A estratégia foi contrária à do PSDB, que "sempre foi um partido de encabeçar chapas, ter candidaturas para o cargo executivo majoritário, como para presidente da República e o governador, e utilizar essa candidatura para puxar voto para outras candidaturas. O MDB nunca teve essa estratégia, porque entendeu que não poderia depender disso como é para sua sobrevivência".
Por que a quantidade de vereadores importa aos partidos?

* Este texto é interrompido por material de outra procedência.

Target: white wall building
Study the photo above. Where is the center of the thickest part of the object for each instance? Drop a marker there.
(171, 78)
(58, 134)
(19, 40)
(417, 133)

De acordo Maria do Socorro Braga, quanto mais vereadores um partido reunir, maior é a capilaridade da sigla entre a população de cada município. Consequentemente, isso cria palanques maiores tanto para os candidatos às prefeituras quanto para as próximas eleições, quando serão eleitos deputados, senadores, governadores e o próximo presidente da República.
"Isso tem uma consequência para 2026, porque há muita dobradinha. Os vereadores e muitos prefeitos vão ser os cabos eleitorais desses próximos quadros em níveis estadual e nacional. Toda essa base que vem com esses candidatos também vai ajudar a eleger deputados, senadores, governadores. Uma coisa vai levando à outra", explica Braga.
Consequentemente, com bancadas maiores eleitas para a Câmara dos Deputados, os recursos dos fundos partidário e eleitoral e o tempo TV também aumentam para as próximas eleições. Isso porque os valores serão distribuídos aos partidos de acordo com as bancadas que serão eleitas em 2026.
"Todos os recursos que vêm para essas eleições já são dados em eleições passadas. É a eleição para a Câmara dos Deputados que vai dar o montante de cada partido. A nossa estrutura partidária é hierárquica. O dinheiro vai para a cúpula nacional de cada partido, que faz a distribuição pelos estados, e os estados fazem para as cidades", afirma Braga.
"Toda a estrutura vem de cima pra baixo, por isso esse investimento local para se chegar em 2026 eleger grandes bancadas para a Câmara. Como resultado, tem mais recursos para a próxima eleição local, que vai ser em 2028."